Normalization or integral closure of ring over $\mathbb Z_p$

Question

Let $p$ be a prime larger than four. And denote the $p$ adic integers by $\mathbb Z_p$.

Consider the ring $A=\mathbb Z_p[x]$ and its field of fractions $K=\mathbb Q_p(x)$. Now let's extend $K$ to a field $L$, which is a function field of a curve, like $L=\mathbb Q_p(x)[y]/(y^2-(x^5-2)(x-p)(x+p))$.

Now what is the normalization or integral closure of $A$ in $L$?

And (as an algebraic question) why do I also have to look at the situation over $\mathbb F_p$ as well? The geometric answer is: This normalization describes an affine model $\mathcal Y$ of a curve $Y$ with special fiber $\bar Y=\mathcal Y\otimes\mathbb F_p$, which has a singularity at $(0,0)$.

My ideas so far:

• The curve is nonsingular over $\mathbb Z_p$, so nothing to do there.

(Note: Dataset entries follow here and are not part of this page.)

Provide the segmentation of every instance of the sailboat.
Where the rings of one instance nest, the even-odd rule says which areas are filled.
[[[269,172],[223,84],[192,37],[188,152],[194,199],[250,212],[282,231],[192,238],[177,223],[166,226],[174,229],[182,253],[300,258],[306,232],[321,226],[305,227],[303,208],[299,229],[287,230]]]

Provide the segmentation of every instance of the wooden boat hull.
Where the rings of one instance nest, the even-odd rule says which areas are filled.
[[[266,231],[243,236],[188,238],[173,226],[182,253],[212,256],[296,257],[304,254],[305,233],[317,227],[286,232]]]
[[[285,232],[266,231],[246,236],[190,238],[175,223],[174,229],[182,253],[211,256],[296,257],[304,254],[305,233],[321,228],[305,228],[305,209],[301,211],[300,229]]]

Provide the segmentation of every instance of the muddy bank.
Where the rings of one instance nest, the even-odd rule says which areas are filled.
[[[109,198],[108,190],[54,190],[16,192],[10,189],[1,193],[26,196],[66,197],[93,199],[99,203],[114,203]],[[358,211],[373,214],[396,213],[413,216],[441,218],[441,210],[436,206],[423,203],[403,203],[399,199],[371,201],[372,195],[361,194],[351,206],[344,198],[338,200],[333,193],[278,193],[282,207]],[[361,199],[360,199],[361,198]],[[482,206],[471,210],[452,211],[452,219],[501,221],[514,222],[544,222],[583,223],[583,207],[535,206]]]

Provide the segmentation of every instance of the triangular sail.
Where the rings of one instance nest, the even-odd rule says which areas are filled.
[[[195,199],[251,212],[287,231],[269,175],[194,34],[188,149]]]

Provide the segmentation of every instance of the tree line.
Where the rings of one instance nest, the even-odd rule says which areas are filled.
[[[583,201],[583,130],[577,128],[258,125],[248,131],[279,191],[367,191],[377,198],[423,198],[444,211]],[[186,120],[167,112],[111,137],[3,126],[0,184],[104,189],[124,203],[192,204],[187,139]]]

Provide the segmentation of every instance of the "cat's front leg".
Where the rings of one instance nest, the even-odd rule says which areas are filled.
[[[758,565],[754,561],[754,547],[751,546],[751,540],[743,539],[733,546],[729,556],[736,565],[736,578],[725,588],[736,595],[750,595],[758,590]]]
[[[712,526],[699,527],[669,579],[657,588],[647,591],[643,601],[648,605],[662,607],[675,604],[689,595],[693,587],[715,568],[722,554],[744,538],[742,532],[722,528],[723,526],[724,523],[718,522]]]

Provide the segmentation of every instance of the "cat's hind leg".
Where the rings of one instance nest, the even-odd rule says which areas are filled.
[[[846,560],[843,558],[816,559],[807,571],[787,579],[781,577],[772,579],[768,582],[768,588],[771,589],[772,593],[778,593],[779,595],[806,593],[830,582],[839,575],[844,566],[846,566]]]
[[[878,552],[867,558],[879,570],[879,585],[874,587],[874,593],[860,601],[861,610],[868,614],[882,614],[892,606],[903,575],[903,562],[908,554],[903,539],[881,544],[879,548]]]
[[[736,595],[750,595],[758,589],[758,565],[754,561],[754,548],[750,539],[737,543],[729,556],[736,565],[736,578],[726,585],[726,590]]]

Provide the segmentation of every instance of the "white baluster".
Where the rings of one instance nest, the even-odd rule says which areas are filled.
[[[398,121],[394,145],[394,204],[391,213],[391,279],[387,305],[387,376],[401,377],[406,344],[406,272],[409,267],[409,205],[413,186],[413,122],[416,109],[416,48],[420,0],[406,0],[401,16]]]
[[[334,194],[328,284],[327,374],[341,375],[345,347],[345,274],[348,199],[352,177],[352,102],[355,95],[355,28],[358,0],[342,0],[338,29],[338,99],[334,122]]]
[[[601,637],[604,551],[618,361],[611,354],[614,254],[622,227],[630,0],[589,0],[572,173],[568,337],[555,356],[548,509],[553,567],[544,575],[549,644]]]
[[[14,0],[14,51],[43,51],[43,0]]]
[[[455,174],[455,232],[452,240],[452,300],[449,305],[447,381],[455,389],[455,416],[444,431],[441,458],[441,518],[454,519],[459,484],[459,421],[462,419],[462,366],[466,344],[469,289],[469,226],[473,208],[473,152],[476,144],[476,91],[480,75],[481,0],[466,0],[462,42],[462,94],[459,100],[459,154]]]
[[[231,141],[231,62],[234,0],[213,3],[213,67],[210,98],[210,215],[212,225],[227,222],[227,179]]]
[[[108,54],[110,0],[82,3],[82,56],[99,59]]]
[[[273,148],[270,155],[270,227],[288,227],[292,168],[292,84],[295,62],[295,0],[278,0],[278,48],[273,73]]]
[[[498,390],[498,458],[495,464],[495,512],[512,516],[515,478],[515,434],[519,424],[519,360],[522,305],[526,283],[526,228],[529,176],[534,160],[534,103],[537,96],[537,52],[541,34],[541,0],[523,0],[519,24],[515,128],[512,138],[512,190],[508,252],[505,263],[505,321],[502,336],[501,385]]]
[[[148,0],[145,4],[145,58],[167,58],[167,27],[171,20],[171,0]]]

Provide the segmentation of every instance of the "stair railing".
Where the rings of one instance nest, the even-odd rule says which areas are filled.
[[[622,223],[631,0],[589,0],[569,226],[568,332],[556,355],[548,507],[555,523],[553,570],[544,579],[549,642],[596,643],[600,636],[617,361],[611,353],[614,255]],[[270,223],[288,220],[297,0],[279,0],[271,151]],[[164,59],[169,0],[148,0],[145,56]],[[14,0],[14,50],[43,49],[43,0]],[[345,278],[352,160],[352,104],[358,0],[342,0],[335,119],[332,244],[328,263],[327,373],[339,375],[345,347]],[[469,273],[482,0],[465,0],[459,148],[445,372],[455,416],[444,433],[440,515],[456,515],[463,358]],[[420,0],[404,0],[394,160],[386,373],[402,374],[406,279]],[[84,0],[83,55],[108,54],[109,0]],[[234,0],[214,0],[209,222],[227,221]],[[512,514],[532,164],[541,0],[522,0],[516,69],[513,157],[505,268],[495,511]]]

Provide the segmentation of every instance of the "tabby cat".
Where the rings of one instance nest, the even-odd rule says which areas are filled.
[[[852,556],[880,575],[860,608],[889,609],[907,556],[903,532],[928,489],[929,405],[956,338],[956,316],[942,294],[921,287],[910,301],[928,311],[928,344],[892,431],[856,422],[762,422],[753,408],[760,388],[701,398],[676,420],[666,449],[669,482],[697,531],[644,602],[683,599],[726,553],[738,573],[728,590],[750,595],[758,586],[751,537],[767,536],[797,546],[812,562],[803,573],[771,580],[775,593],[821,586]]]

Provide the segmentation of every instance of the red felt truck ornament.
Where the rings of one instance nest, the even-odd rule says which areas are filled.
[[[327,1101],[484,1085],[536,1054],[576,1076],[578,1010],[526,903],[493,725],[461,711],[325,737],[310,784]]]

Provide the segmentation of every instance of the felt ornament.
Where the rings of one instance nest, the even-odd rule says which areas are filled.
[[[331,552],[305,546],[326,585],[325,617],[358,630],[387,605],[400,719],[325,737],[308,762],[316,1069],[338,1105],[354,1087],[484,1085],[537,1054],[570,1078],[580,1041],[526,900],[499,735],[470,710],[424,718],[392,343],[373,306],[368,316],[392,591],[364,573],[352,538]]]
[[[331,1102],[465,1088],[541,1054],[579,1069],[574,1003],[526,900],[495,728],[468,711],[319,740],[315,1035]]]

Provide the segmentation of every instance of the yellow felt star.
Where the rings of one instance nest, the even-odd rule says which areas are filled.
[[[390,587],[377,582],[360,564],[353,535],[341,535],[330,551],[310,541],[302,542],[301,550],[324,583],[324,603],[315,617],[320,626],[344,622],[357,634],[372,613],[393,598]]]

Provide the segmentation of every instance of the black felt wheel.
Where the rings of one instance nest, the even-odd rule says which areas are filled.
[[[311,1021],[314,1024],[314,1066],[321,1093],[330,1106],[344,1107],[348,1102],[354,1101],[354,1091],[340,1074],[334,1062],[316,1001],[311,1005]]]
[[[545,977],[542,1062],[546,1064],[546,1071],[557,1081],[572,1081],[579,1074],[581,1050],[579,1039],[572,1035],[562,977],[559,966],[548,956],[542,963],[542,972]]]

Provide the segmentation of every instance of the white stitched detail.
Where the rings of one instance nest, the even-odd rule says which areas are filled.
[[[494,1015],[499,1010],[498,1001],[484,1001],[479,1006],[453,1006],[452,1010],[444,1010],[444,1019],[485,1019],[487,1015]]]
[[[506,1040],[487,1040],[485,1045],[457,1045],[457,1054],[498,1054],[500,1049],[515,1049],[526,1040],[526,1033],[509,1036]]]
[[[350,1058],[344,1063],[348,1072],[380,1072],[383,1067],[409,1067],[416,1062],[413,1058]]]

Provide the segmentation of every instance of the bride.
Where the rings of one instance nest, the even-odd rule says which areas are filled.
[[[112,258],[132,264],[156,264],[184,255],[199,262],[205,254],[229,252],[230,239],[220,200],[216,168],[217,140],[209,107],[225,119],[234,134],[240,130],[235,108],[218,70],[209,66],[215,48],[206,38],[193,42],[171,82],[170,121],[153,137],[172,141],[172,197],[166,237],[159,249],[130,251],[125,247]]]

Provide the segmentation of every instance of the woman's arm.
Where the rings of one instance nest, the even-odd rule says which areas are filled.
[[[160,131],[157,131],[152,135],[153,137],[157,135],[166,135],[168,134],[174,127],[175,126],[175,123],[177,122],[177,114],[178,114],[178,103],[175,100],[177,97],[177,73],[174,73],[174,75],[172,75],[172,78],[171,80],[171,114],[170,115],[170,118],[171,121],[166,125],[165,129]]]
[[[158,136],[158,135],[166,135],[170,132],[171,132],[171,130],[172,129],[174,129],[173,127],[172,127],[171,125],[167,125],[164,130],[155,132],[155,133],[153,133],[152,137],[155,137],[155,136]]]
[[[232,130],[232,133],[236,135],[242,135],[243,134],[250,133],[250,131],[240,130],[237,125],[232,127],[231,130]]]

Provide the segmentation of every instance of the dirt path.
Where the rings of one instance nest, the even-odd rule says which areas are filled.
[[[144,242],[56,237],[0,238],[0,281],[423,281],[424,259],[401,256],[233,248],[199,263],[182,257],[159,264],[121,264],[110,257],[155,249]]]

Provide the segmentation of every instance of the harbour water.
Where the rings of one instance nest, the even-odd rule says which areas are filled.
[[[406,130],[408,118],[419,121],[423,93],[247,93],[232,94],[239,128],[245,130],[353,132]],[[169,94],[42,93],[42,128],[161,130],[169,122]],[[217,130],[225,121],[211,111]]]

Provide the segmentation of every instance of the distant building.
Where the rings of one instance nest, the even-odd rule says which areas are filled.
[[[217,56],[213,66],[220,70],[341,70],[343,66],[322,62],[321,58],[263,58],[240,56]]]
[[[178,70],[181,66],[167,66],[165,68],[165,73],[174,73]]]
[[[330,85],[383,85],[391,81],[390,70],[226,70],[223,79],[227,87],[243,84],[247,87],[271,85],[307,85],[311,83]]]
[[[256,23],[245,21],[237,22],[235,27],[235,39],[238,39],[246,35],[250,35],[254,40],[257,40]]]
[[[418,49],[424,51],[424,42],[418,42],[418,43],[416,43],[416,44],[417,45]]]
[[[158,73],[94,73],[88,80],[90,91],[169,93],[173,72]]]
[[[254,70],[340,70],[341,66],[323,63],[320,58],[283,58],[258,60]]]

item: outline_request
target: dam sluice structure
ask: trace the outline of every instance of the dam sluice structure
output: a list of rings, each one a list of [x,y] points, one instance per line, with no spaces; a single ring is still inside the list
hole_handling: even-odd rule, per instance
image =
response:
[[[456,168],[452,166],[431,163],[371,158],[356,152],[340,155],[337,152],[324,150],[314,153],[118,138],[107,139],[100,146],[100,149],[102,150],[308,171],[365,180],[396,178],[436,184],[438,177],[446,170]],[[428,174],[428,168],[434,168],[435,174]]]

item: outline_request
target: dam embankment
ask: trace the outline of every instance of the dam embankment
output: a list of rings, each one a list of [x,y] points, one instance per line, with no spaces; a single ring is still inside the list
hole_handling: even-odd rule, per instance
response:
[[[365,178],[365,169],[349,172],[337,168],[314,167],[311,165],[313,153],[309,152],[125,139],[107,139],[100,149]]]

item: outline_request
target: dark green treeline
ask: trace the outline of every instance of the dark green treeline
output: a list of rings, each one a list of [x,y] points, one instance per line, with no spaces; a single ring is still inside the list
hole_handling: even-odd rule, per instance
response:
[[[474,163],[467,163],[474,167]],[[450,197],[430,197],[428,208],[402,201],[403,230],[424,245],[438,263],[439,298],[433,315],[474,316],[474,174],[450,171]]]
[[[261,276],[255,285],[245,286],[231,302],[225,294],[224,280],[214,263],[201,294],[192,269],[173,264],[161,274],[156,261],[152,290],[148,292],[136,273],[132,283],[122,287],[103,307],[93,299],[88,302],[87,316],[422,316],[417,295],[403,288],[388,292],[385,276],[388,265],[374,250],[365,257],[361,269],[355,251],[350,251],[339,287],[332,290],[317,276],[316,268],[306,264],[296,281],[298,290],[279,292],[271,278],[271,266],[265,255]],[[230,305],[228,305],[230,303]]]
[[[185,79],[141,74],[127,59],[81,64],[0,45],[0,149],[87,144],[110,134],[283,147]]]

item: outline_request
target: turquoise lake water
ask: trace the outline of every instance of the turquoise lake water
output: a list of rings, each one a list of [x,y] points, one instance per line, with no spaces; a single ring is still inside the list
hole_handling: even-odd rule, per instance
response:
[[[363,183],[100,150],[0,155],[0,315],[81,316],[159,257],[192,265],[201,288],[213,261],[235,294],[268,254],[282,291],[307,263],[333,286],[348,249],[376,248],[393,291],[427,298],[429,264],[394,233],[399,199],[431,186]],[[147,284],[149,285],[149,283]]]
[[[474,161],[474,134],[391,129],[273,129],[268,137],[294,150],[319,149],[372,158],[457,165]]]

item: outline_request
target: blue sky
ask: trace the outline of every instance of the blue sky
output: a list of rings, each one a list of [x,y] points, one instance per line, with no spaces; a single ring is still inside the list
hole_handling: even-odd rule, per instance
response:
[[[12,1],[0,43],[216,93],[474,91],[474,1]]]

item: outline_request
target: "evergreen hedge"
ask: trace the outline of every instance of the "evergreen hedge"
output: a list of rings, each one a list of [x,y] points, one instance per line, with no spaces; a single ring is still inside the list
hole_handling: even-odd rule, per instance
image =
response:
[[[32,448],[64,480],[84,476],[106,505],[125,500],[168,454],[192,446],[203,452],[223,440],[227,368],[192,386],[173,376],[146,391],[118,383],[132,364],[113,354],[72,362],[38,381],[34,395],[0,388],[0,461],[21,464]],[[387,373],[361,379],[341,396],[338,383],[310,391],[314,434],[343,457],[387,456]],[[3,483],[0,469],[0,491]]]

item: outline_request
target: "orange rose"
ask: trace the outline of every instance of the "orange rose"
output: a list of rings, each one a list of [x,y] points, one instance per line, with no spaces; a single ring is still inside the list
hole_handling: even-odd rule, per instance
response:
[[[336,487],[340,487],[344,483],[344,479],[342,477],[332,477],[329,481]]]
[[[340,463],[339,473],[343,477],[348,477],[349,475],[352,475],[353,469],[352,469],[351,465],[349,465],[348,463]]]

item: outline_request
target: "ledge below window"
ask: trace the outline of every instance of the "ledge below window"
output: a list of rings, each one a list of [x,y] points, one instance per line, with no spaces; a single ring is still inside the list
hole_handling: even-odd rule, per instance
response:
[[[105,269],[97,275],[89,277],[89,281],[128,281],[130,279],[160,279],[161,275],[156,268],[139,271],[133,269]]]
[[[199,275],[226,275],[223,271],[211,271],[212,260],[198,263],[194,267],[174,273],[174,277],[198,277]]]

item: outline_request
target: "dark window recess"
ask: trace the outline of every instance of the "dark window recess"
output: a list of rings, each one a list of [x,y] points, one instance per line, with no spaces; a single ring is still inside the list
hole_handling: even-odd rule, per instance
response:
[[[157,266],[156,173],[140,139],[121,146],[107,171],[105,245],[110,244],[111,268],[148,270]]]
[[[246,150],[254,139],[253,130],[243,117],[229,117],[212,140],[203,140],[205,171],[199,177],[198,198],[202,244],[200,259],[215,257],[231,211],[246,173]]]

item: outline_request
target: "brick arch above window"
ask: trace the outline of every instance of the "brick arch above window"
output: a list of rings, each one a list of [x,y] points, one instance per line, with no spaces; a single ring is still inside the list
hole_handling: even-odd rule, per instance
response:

• Over $\mathbb F_p$ we have a double point at $(0,0)$. Normally one gets rid of such a point by introducing somethin like $t:=y/x$. But how do I do this here?

I also know the easy examples $y^2=x^3$ and $y^2=x^2(x+1)$.

Kind regards

Answer 1

The integral closure of $\mathbb{Z}_p[x]$ in $L$ equals $\mathbb{Z}_p[x,y]$: as you already remarked the ring $\mathbb{Q}_p[x,y]$ is integrally closed, since the plane curve $y^2=(x^5-2)(x^2-p^2)$ has no singular points (Jacobian criterion).

Let $z\in L$ be an element of the integral closure of $\mathbb{Z}_p[x]$. Then $z\in \mathbb{Q}_p[x,y]$ and therefore $z=p_1+p_2y$, where $p_1,p_2\in \mathbb{Q}_p[x]$. Assume that at least one of the coefficients of the $p_i$ does not lie in $\mathbb{Z}_p$. Then there exists some $c$ in the maximal ideal $p\mathbb{Z}_p$ such that $cp_1,cp_2\in\mathbb{Z}_p[x]$ and at least one of their coefficients is a unit in $\mathbb{Z}_p$. Now take the equation $cz=cp_1+cp_2y$ modulo a prime ideal $P$ of the integral closure of $\mathbb{Z}_p[x]$ in $\mathbb{Q}_p(x,y)$ lying over the maximal ideal $p\mathbb{Z}_p$: $0=\overline{cp_1}+\overline{cp_2}\,\overline{y}$, where overlining means taking residue classes. This is contradicting the fact, that $1,\overline{y}$ are linearly independent over $\mathbb{F}_p(\overline{x})$, since the polynomial $Y^2-(\overline{x}^5-2)\overline{x}^2$ is irreducible over $\mathbb{F}_p(\overline{x})$.

Some remarks: in contrast to the situation for curves over fields taking the normalization of a curve over a ring is not the same thing as removing singularities. The normalization only removes the singularities lying on the generic fibre, while singularities on the other fibres may remain, getting only a bit "smoother" if one has good luck.